La première instance à avoir réagi à la publication de cette enquête est l’Union des industries de la protection des plantes (UIPP), qui reproche vivement à Générations futures de jouer avec la peur et de dire qu’il y a des pesticides dans les vignes, « ce qui n’est pas un scoop ». L’UIPP rappelle ensuite que présence de traces et risques ne sont pas synonymes : « Le principe de ces analyses est fondé sur la détection et non sur les quantités retrouvées, comparées aux seuils de risque. »

« Pas dangereux »

En revanche, le puissant Conseil interprofessionnel du vin de Bordeaux (CIVB) reste muet. Sollicité par nos soins, il ne veut pas répondre lui-même et se contente de renvoyer sur l’Institut français de la vigne et du vin (IFVV), une instance nationale qui n’est pas chargée de l’image du bordeaux. Son directeur, Jean-Pierre Varuys, relativise l’importance de l’enquête et rappelle les efforts de la filière viticole : « L’enquête n’est pas réellement scientifique et elle sort juste avant l’ouverture du Salon de l’agriculture. Elle est issue d’un drame humain, que l’on peut comprendre, avec une personne qui veut démontrer que son frère est mort à cause des pesticides. Cela reste une question importante, mais dans la viticulture, deux produits prédominent : le soufre et le sulfate de cuivre, qui ne sont pas dangereux. La filière fait de gros efforts, l’usage des pesticides est en recul, il y a une prise de conscience des vignerons. On voit aussi la progression du bio. Enfin, il y a une attente du consommateur. Aujourd’hui, c’est un processus inéluctable. La contrainte, elle viendra du marché. Dans le Bordelais, il y a plusieurs châteaux qui sont engagés dans la réduction des produits phytosanitaires. Nous travaillons beaucoup avec eux sur des molécules alternatives naturelles. Le CIVB lui-même investit des fonds dans la recherche et le développement. L’étude souligne une situation, mais il faut aussi voir les efforts. Le ministre Le Foll a parlé d’agri-écologie, nous devons inventer la viti-écologie. Mais il y a plein de signes, comme par exemple le fait qu’aujourd’hui les vignes sont enherbées. On ne met plus de désherbants. C’est nouveau et cela progresse partout. »

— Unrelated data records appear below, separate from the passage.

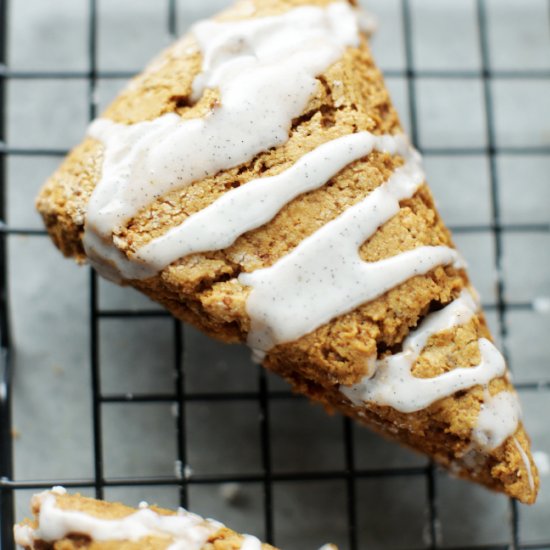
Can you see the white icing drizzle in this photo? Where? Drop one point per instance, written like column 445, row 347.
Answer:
column 393, row 383
column 498, row 419
column 324, row 276
column 189, row 531
column 251, row 543
column 265, row 70
column 526, row 463
column 252, row 205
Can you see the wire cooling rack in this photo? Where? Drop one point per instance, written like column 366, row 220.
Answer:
column 513, row 528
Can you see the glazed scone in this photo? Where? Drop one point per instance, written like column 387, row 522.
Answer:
column 70, row 522
column 255, row 181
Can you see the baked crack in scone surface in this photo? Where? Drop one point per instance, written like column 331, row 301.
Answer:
column 256, row 181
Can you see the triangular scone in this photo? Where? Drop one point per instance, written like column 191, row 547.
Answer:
column 255, row 181
column 69, row 522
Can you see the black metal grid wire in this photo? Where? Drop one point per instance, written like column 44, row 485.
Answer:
column 263, row 397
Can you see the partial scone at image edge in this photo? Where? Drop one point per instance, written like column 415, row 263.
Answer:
column 350, row 288
column 65, row 521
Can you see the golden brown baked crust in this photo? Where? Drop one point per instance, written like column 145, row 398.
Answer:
column 223, row 539
column 202, row 289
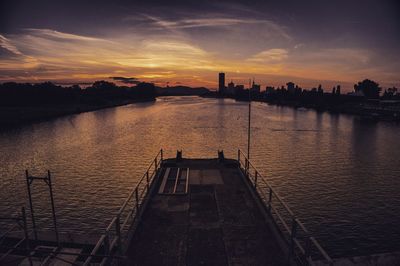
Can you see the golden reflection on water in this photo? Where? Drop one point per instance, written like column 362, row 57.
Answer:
column 337, row 172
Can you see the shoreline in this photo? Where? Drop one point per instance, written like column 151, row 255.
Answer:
column 361, row 109
column 12, row 117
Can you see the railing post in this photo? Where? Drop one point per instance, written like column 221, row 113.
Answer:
column 118, row 231
column 27, row 244
column 147, row 180
column 137, row 200
column 107, row 247
column 270, row 199
column 293, row 236
column 307, row 251
column 246, row 166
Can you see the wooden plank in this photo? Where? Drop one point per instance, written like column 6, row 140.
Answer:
column 164, row 181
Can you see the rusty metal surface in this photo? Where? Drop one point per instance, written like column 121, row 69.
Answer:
column 217, row 223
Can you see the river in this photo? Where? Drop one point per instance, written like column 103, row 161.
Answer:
column 338, row 173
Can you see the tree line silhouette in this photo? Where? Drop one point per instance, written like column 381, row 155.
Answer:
column 47, row 93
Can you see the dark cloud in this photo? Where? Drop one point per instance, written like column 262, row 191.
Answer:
column 126, row 80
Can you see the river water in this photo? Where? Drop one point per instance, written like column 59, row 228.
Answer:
column 338, row 173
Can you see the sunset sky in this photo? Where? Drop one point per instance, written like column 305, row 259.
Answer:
column 189, row 42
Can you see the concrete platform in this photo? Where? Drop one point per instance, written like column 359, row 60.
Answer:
column 216, row 223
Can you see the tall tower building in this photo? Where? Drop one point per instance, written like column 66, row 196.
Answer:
column 221, row 83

Selon le docteur Annie Sasco (Inserm Bordeaux), spécialiste du cancer, qui rappelle que la vigne est l’une des cultures les plus traitées, « l’intérêt de ce travail est de poser la question de l’exposition aux pesticides, y compris pour ceux qui ne font pas l’épandage. Cela mérite de faire des études scientifiques de validation. »

Denis Lherm

POUR EN SAVOIR PLUS : CE QUE DIT L’ENQUÊTE « APACHE »
L’enquête « Apache » (pour Analyse de pesticides agricoles dans les cheveux) a été réalisée par l’ONG Générations Futures, avec les participations de Marie-Lys Bibeyran. Des mèches de cheveux ont été prélevées sur 25 personnes, travaillant ou ne travaillant pas dans les vignes, et vivant ou ne vivant pas à proximité des vignes. Elle s’est déroulée dans le Médoc entre la mi-octobre et la mi-novembre 201. Le laboratoire Kudzu Science a cherché toute trace de pesticides viticoles. Les résultats :
11 fois plus de résidus de pesticides en moyenne chez les salariés viticoles que chez les non-professionnels habitant loin de vignes (6, 6 pesticides en moyenne contre 0, 6).
– Quatre des 15 salariés viticoles présentent 10 pesticides différents.
Cinq fois plus de résidus de pesticides en moyenne chez les non-professionnels de la vigne habitant près des vignes que ceux habitant loin (trois résidus de pesticides en moyenne trouvés chez les premiers contre 0, 6 pour les seconds).
– 74% des pesticides actuellement autorisés sur la vigne issus de la liste établie pour l’enquête ont été retrouvés au moins une fois.
Un produit interdit, le diuron, a été retrouvé chez un professionnel.
– Plus de 45% des molécules retrouvées sont classées cancérigènes possibles en Europe ou aux Etats-Unis.
– Plus de 36% des molécules retrouvées sont suspectées d’être des perturbateurs endocriniens.